La neuvième chambre correctionnelle, présidée par M. Puget, s’est occupée aujourd’hui d’une poursuite dirigée, sur la prévention de coups et blessures, contre le directeur de l’asile des vieillards de Vanves-Malakoff, un ex-franciscain du nom de Kerrien, l’économe de cet établissement, Mazéas, un infirmier, Crozet, et une infirmière, la femme Bertrand. Il s’agit d’un asile privé… et franciscain.
M. Kerrien est inculpé d’avoir donné des ordres pour attacher avec des cordes sur son lit une vieille femme, à demi-démente, Mme Lefrançois, sous prétexte que ses promenades nocturnes troublaient le calme du dortoir. C’est la femme Bertrand qui, aidée de Crozet, aurait brutalement exécuté cet ordre. Ces deux derniers et l’économe Mazéas auraient, en outre, fait preuve, à l’égard de quelques autres vieillards d’une brutalité révoltante. C’est sur la plainte de la fille d’une des victimes, Mme Lentz, qui succomba le lendemain du jour où elle avait subi certains sévices, que le parquet fut mis en mouvement. Le bruit courait même que Mme Lentz avait été à demi étranglée.

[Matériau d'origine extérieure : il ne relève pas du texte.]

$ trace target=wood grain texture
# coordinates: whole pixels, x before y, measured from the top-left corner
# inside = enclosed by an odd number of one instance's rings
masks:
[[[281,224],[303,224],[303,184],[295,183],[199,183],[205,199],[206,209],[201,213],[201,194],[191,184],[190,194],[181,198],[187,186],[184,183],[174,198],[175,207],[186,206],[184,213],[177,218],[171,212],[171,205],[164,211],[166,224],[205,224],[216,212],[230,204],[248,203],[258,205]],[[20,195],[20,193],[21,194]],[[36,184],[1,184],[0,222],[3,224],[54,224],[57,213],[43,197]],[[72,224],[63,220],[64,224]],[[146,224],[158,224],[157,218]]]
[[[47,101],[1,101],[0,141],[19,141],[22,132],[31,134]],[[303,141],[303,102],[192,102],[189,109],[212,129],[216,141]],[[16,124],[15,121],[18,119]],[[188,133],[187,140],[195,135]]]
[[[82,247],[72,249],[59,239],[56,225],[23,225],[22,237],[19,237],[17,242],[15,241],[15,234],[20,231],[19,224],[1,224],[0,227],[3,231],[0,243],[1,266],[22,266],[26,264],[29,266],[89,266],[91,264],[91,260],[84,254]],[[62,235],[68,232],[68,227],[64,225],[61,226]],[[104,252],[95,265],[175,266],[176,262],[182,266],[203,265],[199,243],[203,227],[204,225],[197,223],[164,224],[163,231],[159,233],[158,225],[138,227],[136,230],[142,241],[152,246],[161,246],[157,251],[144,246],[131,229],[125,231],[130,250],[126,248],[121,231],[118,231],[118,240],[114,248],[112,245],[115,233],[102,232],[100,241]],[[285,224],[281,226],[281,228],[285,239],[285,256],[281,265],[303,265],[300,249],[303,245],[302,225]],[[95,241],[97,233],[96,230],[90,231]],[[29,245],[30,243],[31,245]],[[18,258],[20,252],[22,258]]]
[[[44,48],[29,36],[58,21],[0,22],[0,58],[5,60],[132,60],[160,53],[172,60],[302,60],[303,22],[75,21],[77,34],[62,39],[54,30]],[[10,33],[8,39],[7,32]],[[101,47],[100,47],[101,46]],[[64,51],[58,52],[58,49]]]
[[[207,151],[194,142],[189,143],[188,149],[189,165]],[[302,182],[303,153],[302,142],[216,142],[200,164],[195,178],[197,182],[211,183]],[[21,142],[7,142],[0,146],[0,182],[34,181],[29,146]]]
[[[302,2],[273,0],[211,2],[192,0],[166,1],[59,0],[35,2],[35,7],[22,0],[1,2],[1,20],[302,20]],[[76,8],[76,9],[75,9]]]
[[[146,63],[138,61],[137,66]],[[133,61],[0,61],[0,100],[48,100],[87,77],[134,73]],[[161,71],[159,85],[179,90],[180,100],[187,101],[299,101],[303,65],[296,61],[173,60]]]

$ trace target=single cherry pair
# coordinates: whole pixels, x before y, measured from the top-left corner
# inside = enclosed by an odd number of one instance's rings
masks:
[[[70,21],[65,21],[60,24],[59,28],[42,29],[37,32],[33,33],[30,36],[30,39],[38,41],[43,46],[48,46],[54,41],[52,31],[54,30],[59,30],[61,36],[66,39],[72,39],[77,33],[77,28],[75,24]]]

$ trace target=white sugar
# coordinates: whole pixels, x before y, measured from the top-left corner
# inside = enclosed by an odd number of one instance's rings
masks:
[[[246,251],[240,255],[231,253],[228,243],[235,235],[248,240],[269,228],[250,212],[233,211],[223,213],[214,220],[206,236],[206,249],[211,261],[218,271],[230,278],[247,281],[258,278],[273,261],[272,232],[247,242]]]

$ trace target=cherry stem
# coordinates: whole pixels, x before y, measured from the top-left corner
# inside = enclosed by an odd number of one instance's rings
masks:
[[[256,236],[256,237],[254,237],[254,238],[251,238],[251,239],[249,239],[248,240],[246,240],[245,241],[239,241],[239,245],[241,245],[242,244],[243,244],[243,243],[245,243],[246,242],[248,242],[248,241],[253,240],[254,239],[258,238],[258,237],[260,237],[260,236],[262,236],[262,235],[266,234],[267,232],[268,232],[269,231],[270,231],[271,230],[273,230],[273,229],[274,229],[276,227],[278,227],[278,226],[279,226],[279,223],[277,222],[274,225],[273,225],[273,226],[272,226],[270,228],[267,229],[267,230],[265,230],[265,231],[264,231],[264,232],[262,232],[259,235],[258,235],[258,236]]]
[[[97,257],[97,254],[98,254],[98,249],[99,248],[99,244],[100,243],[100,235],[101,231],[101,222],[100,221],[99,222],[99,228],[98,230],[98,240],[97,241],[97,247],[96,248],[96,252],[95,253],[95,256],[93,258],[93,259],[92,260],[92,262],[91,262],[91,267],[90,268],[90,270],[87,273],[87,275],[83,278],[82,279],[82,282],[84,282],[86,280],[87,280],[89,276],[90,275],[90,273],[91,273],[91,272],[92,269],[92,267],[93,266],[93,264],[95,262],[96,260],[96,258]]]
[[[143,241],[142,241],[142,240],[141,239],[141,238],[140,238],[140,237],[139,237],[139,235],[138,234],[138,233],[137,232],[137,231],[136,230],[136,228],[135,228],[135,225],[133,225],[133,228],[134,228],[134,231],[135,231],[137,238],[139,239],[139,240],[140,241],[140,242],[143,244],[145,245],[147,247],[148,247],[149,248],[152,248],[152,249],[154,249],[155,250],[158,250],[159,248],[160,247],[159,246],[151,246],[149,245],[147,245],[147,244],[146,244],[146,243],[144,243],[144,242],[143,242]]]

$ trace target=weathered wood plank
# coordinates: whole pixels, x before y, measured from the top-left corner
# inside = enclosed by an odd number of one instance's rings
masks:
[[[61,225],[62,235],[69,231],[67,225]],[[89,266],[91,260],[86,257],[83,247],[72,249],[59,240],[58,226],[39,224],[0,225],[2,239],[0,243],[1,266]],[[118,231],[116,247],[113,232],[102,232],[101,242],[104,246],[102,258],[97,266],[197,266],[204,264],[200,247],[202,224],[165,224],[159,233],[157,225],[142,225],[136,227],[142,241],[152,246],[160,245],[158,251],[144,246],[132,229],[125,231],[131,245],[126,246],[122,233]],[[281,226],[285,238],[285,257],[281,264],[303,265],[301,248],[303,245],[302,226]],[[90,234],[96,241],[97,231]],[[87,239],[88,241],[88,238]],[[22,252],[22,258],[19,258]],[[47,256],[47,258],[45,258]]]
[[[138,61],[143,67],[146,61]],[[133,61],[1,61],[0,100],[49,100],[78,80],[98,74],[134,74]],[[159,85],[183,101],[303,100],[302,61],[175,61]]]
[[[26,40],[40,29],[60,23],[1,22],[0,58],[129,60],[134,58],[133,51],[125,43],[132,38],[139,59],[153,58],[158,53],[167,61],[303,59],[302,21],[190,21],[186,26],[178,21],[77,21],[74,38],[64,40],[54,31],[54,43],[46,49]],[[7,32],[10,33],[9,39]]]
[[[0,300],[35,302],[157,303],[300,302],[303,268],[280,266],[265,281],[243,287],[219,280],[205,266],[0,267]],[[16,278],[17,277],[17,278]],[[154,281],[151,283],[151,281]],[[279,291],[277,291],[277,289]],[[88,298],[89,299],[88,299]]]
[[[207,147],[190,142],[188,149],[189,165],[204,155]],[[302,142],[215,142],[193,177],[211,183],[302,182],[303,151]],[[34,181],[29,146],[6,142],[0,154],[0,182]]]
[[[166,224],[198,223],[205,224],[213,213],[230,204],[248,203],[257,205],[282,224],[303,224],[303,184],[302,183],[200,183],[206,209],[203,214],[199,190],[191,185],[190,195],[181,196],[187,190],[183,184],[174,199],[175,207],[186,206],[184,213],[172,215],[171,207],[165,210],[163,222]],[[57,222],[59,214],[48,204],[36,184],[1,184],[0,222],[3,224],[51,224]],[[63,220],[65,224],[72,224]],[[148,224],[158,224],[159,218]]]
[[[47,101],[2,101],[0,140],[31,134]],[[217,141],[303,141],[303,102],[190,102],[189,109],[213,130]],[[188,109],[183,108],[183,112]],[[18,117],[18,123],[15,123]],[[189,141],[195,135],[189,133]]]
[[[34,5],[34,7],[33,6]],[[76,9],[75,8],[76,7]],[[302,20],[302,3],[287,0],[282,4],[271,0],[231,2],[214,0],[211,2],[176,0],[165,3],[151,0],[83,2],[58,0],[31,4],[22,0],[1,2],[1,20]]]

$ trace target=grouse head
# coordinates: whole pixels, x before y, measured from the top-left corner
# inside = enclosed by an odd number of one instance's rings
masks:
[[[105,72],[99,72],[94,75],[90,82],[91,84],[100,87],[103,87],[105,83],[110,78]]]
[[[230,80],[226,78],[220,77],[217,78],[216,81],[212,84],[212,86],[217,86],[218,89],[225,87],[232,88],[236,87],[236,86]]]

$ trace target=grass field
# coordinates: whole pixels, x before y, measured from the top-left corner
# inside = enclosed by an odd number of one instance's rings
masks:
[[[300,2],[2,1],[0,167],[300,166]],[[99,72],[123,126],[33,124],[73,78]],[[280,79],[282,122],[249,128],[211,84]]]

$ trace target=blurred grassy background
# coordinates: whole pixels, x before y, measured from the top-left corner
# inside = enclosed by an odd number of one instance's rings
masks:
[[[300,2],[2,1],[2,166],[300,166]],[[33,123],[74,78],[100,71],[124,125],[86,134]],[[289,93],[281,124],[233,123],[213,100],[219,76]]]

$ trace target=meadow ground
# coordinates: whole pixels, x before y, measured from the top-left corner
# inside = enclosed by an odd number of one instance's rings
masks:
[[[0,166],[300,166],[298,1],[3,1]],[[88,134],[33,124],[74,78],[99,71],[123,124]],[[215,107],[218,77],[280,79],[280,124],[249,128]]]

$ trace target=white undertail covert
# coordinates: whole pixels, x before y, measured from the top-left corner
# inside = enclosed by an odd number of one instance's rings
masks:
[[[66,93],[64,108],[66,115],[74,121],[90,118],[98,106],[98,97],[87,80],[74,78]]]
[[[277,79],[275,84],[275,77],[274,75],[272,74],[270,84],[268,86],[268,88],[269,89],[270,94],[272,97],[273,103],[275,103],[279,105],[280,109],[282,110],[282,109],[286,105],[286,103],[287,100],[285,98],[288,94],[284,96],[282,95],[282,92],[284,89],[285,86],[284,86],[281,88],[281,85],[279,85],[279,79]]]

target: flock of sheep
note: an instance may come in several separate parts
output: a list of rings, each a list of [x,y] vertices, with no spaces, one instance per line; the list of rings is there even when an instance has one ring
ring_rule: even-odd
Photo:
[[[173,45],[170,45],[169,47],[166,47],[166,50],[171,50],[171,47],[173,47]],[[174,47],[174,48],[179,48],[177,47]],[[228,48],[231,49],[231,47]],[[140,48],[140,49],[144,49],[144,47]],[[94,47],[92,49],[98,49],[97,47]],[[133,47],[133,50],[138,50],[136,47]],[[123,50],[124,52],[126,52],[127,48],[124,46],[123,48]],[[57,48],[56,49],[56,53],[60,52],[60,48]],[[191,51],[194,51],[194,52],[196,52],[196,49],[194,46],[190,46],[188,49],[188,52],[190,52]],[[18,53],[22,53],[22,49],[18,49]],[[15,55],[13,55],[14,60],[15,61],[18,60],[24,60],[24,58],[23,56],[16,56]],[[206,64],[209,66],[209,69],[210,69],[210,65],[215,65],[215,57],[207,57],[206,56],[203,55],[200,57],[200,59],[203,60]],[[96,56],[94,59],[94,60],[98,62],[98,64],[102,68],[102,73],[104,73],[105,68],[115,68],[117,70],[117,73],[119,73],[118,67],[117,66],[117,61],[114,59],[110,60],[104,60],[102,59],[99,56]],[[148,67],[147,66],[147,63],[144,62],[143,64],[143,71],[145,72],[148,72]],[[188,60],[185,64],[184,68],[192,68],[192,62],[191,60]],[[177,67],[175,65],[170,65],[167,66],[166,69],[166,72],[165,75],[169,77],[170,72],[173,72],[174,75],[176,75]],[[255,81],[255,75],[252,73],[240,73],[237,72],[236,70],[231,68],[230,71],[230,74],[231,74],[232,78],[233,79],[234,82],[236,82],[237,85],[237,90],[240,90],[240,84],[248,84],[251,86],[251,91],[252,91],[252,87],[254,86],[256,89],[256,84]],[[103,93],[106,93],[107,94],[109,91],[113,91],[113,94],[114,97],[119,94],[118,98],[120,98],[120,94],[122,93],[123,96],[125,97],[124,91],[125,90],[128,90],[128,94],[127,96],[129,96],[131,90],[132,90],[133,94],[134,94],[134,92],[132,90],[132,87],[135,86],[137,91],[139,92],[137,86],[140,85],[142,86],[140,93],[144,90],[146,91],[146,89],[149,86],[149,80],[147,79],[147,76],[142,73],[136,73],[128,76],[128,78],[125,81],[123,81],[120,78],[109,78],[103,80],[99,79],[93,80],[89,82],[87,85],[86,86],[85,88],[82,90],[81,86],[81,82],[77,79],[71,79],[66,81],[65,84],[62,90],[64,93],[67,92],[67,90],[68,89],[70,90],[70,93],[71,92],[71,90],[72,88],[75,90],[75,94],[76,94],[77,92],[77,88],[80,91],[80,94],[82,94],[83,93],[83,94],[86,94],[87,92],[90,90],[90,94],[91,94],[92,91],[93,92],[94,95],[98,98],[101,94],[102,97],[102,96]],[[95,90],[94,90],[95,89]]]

Les constatations du Dr Socquet, médecin légiste, commis par le magistrat instructeur, n’ont pas permis de considérer ces accusations comme fondées. Mais l’information en dehors de faits établissant la mauvaise tenue, au point de vue hygiénique, de l’asile, a recueilli certains témoignages émanant, soit d’anciens pensionnaires, et sur lesquels a été fondé le renvoi des inculpés en police correctionnelle. Le directeur, l’économe, l’infirmier et l’infirmière protestent contre les témoignages, affirmant le premier qu’il n'a jamais donné aucun ordre qu’il ne puisse avouer, les autres que, s’il leur est arrivé de prendre des mesures pour empêcher quelques malades de faire du désordre, jamais elles n’ont eu le moindre caractère de brutalité.
Notons que M.Kerrien a été pendant quatorze ans frère franciscain et qu’il prétend n’avoir abandonné cet ordre que pour obéir aux dernières volontés de son père qui, à son lit de mort, lui avait recommandé de fonder un asile de vieillards.
Il a fait des acquisitions d’immeubles assez importantes. Mais il soutient que ce n’est pas le résultat des gains opérés dans l’établissement. Ces ressources, dit-il, lui viennent de la succession de son père, ancien camionneur, et de celle de sa mère.
Divers témoins à décharge qui ont été soignés dans l’établissement et qui payaient pour cela une pension annuelle de mille francs sont venus déclarer qu’ils n’avaient pour leur part aucun grief à formuler – au contraire. Mais la prévention prétend que les mauvais traitements ne s’exerçaient qu’à l’égard de pauvres diables, dont le prix de pension était des plus modiques. Telle est trop souvent l’assistance privée : une exploitation…
Le ministère public a conclu à une application sévère de la loi. À huitaine, le tribunal entendra les défenseurs et, en première ligne, Me Ménard, qui assiste M. Kerrien.